REDIS_PASSWORDRedis auth password (default: "" — no password for embedded Redis).
REDIS_TASK_TTLTTL in seconds for task data in Redis (default: 3600). Set automatically by this module.
LLM_PROVIDEROverride the default LLM provider (e.g., "anthropic/claude-3-haiku").
LLM_API_KEYSet the LLM API key. Prefer provider-specific keys below.
LLM_BASE_URLOverride the LLM API base URL (for proxy or custom endpoints).
LLM_TEMPERATUREOverride LLM sampling temperature.
OPENAI_API_KEYOpenAI API key for extraction tasks.
ANTHROPIC_API_KEYAnthropic API key for extraction tasks.
DEEPSEEK_API_KEYDeepSeek API key for extraction tasks.
GROQ_API_KEYGroq API key for extraction tasks.
GEMINI_API_KEYGoogle Gemini API key for extraction tasks.
CRAWL4AI_HOOKS_ENABLEDEnable custom hook execution (default: "false"). Warning: RCE risk.
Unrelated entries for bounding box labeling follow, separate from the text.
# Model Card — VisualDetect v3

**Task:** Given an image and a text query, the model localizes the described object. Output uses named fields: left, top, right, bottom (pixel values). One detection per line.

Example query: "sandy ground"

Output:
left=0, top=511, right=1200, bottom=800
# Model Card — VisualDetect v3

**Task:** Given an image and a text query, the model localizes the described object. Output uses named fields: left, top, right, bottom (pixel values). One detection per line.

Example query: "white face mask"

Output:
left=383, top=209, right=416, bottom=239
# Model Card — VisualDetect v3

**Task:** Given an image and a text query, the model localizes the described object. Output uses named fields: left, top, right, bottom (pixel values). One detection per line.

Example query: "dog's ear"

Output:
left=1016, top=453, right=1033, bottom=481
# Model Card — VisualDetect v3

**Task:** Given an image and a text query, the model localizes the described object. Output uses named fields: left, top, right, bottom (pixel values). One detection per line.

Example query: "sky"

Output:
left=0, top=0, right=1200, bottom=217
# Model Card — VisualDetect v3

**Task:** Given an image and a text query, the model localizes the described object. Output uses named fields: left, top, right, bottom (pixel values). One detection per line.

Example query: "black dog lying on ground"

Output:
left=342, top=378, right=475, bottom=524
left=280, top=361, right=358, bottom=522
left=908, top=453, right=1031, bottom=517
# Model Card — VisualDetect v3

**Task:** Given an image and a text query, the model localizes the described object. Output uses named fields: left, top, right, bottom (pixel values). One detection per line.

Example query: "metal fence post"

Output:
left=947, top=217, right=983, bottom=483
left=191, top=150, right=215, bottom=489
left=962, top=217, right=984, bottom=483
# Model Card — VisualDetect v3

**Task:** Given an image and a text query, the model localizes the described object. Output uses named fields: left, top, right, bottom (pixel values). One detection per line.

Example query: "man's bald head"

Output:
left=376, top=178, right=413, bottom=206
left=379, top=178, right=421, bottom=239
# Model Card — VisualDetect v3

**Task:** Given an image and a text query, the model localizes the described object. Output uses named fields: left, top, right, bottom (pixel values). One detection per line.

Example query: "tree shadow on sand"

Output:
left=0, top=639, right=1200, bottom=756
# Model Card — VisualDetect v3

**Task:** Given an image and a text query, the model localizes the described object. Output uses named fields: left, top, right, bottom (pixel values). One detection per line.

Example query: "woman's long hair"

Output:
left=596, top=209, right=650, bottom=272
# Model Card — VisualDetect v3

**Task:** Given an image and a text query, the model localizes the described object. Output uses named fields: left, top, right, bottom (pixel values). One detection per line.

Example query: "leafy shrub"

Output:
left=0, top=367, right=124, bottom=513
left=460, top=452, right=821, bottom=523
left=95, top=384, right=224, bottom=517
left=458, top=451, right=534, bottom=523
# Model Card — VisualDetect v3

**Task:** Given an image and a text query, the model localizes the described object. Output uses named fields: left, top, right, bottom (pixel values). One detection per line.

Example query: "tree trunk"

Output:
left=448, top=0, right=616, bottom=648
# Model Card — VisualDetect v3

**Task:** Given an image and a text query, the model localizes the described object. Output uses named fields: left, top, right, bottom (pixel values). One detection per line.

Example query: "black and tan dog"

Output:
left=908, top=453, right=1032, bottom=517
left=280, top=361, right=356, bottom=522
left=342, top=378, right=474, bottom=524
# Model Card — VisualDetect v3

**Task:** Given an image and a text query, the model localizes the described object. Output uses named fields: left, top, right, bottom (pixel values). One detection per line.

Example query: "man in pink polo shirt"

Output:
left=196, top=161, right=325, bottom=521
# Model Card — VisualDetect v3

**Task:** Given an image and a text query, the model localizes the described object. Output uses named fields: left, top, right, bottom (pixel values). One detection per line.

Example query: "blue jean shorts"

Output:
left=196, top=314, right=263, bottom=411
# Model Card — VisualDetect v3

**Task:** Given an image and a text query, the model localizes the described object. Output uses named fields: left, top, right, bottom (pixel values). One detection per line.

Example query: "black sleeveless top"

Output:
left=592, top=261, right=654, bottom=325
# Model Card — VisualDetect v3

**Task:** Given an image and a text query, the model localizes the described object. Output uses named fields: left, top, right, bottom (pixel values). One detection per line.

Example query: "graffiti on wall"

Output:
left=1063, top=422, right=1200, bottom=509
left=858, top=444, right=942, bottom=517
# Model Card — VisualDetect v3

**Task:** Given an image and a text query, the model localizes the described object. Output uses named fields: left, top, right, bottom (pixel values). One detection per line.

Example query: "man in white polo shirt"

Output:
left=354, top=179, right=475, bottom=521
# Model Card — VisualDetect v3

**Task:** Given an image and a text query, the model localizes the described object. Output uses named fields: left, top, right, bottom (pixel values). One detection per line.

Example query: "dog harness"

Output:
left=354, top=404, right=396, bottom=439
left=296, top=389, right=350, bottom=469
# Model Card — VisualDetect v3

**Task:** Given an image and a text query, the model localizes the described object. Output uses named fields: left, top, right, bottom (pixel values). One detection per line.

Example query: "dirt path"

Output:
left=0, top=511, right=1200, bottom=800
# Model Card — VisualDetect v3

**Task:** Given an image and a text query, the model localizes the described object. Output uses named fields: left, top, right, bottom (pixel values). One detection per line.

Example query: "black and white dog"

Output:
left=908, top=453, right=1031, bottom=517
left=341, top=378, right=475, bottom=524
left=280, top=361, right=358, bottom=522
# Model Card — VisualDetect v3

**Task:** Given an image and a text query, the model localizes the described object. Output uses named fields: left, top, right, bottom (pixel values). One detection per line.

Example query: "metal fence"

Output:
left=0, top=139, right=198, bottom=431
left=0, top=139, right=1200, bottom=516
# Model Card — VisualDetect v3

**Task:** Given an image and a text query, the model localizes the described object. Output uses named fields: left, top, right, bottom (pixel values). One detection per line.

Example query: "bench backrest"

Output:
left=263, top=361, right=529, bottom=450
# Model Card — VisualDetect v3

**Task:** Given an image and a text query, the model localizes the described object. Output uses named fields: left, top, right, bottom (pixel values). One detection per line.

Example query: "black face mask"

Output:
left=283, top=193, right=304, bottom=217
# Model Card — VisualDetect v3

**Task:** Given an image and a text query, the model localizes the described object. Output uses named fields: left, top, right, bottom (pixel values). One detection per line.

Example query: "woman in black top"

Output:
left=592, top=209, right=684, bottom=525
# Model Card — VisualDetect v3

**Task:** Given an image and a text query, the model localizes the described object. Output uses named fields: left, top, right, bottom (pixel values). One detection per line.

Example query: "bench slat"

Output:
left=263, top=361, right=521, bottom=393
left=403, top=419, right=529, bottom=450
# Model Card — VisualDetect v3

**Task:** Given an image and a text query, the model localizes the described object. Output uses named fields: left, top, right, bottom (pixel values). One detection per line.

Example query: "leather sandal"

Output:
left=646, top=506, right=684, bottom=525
Only enable in fully trusted environments.

5. Internal Process Architecture

Container startup
└── supervisord (PID 1)
├── [priority=10] Redis server → localhost:6379
│ (task queue, result store)
└── [priority=20] Gunicorn → 0.0.0.0:11235
└── 1 worker × 4 threads
└── FastAPI (crawl4ai.server)
├── POST /crawl (async crawl job)
├── GET /task/{id} (task status & result)
├── POST /crawl/sync (synchronous crawl)
├── GET /health (health check)
└── GET /playground (interactive UI)

Chromium is launched on-demand per crawl request. The default config.yml sets crawler.pool.max_pages = 40 (maximum concurrent browser pages per container instance).